Find insight and advice when your family doesn’t support your adoption decision
If you are an expectant mother considering adoption, fear about sharing your decision with your loved ones might be one of your greatest barriers right now. What if your family doesn’t support your adoption plan? What if they become angry, disappointed or try to change your mind?
Our Texas adoption agency frequently guides women through these common fears. Here, we will share some of our insights from our decades of experience supporting women through their adoption decision.
Why your family doesn’t support your adoption plan … yet
It is normal for family members to have strong feelings about your adoption decision. They may respond to your news with lots of questions, doubts, tears and even anger. Our Texas adoption professionals have found that in nearly every instance, these reactions are based on concern for you and the fear of the unknown.
Your family is most likely worried for your wellbeing. They want to protect you from sadness, grief and regret. Perhaps your family doesn’t support your adoption because they are concerned that you are making a rash decision or being taken advantage of. Their heightened emotions are a result of their protective feelings over you.

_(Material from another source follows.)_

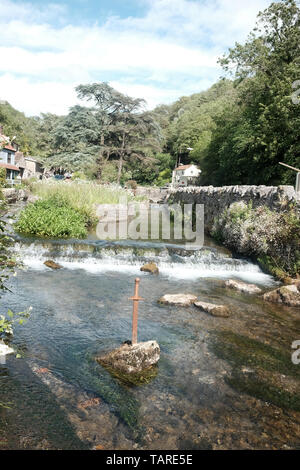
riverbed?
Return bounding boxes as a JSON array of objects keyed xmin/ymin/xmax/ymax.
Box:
[{"xmin": 0, "ymin": 238, "xmax": 300, "ymax": 450}]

We also find that families still fear the adoptions of yesteryear. In past decades, adoption was clouded in secrecy. Your parents or grandparents might be imagining the days when agencies chose the child’s adoptive parents, not the birth mother. This had enormously detrimental effects on everyone involved, so it is hardly ever practiced anymore.
Advice for coping with family during your adoption
The social workers at our Texas adoption agency encourage our expectant mothers to take their time with their decision. We can answer their questions and provide resources for as long as they need. By the time they tell their loved ones, they are at peace with their decision.
When your family doesn’t support your adoption plan, it is often due to misunderstandings about the topic. It helps to inform them about modern adoption practices.
- In modern adoptions, the birth mother chooses her child’s parents.
- The birth mother creates her own hospital plan, including the details around delivery and postpartum visits.
- The birth mother determines how she will get to know the adoptive parents before her child is born.
- Adoptive parents are strongly encouraged to stay in touch with the birth mother after the adoption. This includes exchanging letters, pictures, emails, phone calls or following each other on social media. Many families even visit throughout the years.
Extensive research has found that knowing who their birth parents are leads to better adjusted adoptees. In fact, most adolescent adoptees today report feelings of admiration and gratitude towards their birth mother.